As of today, Phoenix Sky Harbor International Airport has begun using a new kind of x-ray to search passengers for possible weapons. The radiation-free x-ray, called a “millimeter wave,” scans a person’s entire body. In the process, it creates a blush-inducingly graphic image of the person being scanned. The TSA blurs the face in scans, and only allows a remote screener to see the final scan. But for some, that isn’t enough: “If you want to see a naked body,” ACLU director Barry Steinhardt told the Associated Press, “this is a naked body.”
The millimeter wave is just one of a few kinds of advanced technology (AT) x-rays being tested by the TSA. Another kind of AT x-ray has received similar outcry (it’s been called a “virtual strip search”). In response, the TSA altered the machine, but so much so that it obscured the very weapons it was supposed to find, as we reported in our July/August issue. The technology was initially developed for use in prisons and courthouses.

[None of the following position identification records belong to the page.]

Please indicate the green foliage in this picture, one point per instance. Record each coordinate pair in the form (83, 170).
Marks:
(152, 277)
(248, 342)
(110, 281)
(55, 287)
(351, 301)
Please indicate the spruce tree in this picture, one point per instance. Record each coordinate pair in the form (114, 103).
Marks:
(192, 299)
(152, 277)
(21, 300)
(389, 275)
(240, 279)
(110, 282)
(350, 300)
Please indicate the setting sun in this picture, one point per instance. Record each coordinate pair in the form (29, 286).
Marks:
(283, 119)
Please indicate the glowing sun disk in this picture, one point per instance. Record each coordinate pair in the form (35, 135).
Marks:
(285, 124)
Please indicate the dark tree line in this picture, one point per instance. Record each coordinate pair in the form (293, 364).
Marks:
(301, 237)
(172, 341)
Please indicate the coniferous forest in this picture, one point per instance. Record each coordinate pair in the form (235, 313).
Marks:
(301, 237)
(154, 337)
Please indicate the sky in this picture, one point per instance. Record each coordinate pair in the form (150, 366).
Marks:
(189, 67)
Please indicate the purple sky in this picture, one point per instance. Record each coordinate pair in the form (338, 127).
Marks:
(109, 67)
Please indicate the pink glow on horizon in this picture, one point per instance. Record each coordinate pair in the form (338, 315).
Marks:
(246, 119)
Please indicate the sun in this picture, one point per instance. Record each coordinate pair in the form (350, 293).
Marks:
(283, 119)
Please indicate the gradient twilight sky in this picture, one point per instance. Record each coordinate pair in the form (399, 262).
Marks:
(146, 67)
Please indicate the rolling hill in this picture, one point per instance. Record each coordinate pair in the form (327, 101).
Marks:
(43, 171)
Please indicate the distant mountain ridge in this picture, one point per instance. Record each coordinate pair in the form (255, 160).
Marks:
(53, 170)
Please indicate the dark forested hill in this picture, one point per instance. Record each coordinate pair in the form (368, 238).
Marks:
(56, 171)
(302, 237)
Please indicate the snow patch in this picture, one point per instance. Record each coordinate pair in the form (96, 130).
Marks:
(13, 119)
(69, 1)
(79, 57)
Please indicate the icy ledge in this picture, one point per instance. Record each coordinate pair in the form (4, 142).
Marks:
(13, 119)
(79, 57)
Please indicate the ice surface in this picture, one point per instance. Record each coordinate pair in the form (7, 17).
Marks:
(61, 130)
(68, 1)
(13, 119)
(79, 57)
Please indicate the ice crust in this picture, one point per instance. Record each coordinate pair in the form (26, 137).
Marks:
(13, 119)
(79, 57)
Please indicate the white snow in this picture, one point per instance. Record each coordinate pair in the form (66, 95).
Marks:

Despite privacy concerns, the TSA seems determined to roll out AT x-rays across the nation: they recently awarded more than $30 million in contracts to the companies that produce the machines and have used them at several airports including New York-Kennedy, Los Angeles International, and Regan National. So far, the machines have been voluntary, as an alternative to a pat-down in secondary screening. And, the TSA says, it has disabled the “save” function so that images cannot be stored or distributed. However, with the TSA’s history of violating passengers’ rights, I wouldn’t bet on it.